There’s a pivotal moment during Alice in Chains' taping of MTV's Unplugged, which was released on July 30, 1996.

Frontman Layne Staley begins singing “Sludge Factory” in front of an audience at the Brooklyn Academy of Music’s Majestic Theatre and transposes the second line in the second verse for the second line in the first verse. Immediately realizing his error, he exclaims, “F---!” as the rest of the band nonchalantly stop playing.

“Try one more?” he asks Jerry Cantrell. “You bet,” the guitarist responds, and then Staley looks back for a moment at drummer Sean Kinney before dropping his head into his hands in abject frustration, as it had been several botched attempts at the song to that point.

“We’re allowed a couple of those, it’s been awhile,” Cantrell tells the audience during the show, which had been recorded the previous April. “You guys just get to hear more, that’s all.”

Before trying once again, there was some good-natured heckling back and forth between the audience and Cantrell and Staley about messing up, culminating when the singer delivers the line, “What’s my motivation here?” to explosive laughter and applause.
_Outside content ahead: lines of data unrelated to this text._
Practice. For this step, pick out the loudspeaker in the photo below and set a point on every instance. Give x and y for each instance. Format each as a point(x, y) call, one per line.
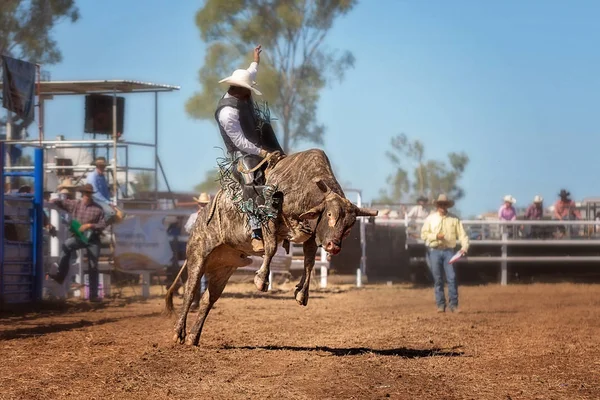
point(98, 114)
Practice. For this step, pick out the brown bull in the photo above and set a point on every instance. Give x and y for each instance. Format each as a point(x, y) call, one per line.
point(315, 212)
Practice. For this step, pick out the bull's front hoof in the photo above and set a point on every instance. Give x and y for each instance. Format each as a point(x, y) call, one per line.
point(179, 337)
point(261, 282)
point(191, 341)
point(302, 298)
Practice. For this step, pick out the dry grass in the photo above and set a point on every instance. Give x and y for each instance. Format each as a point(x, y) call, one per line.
point(515, 342)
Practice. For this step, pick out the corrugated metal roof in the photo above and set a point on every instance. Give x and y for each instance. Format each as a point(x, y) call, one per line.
point(101, 87)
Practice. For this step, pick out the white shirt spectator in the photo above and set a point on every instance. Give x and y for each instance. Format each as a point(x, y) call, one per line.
point(418, 212)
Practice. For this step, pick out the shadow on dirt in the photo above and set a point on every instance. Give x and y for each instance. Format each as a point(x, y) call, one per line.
point(43, 329)
point(274, 295)
point(356, 351)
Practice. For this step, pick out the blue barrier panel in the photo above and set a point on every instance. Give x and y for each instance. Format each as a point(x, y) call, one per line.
point(38, 223)
point(21, 258)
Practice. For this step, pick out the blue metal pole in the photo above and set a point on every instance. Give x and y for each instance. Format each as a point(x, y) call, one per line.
point(38, 223)
point(2, 238)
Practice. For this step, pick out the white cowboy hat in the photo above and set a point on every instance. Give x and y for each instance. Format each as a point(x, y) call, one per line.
point(241, 78)
point(508, 198)
point(443, 199)
point(203, 198)
point(66, 186)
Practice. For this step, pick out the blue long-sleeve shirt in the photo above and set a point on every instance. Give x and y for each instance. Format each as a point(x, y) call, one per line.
point(100, 186)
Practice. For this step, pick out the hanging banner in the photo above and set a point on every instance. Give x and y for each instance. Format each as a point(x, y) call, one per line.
point(18, 87)
point(142, 244)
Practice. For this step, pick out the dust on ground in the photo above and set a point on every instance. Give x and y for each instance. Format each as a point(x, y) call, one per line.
point(516, 342)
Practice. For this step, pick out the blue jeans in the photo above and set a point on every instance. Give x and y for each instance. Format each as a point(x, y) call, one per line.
point(438, 263)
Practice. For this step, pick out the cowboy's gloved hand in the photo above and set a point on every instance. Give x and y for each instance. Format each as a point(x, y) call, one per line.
point(257, 51)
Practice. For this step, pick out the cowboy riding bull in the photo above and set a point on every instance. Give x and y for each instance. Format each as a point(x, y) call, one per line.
point(298, 193)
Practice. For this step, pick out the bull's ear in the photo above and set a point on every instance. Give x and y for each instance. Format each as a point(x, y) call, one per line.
point(313, 212)
point(322, 185)
point(366, 212)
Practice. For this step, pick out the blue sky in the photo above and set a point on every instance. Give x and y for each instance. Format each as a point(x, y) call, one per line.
point(514, 84)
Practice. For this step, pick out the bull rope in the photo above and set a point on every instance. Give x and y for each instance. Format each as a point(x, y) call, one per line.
point(234, 191)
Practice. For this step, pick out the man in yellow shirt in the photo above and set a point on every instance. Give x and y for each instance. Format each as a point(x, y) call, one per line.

Like many times prior in the history of Alice in Chains, the moment was a contrasting combination of seriousness and humor that surrounded both the heaviest and most inconsequential of their disappointments. Staley was being truthful though, he really had no motivation at that point; the band had released their self-titled third album the preceding November. It had debuted at No. 1 on the Billboard chart, and a decision was made to not tour in support.

Yet MTV had really wanted Alice in Chains for Unplugged, especially following the success of fellow Seattle outfits Pearl Jam and Nirvana on the show. Alex Coletti, a producer for the series, told David De Sola in Alice in Chains: The Untold Story, “There was just no denying that this band was going to shine, that Layne’s voice and those songs were going to shine through.”

Coletti was correct in his prediction, and Alice truly thrived in the acoustic setting. This wasn’t a surprise to those familiar with the Sap and Jar of Flies extended plays; Cantrell and Staley’s harmonies meshed together even more brilliantly than usual. “Brother” and “Angry Chair” are downright haunting, while Staley nails it with his distinctive, penetrating howl on “Rooster” and “Down in a Hole.”

There’s no question that Unplugged was an unqualified success for Alice in Chains and the appearance marked a return of sorts, as it was the first live one by the group in almost two and a half years. But chances of it happening at all were initially slim, or at the very least fraught with worry the recording would come off positively.

“With MTV Unplugged – [the network] kept asking if we’d do it,” Sean Kinney told journalist Greg Prato in Grunge Is Dead: The Oral History of Seattle Rock Music. “Up to the moment, it was just a nail biter. Barely any rehearsing at all, guys not showing up – the same s---. Rolled out there and everything worked. Right then is when I knew, 'OK, if we never do anything again, I’m good with this. I’d rather leave on a high point instead of throwing drug paraphernalia into a garbage can in an airport, while I’m jumping on a plane, hoping to not get arrested.'”

At the time of its release, MTV Unplugged hit No. 3 on the charts; only Nirvana's and Rod Stewart’s albums in the format debuted higher. It remains one of the most revered in the string of episodes over the years and had been from the beginning, unlike Nirvana’s MTV Unplugged in New York, which was released and grew significantly in popularity retroactively, only after Kurt Cobain’s death in 1994. Unfortunately, it would also be one of Staley’s final performances before he went into a self-imposed seclusion and passed away in 2002.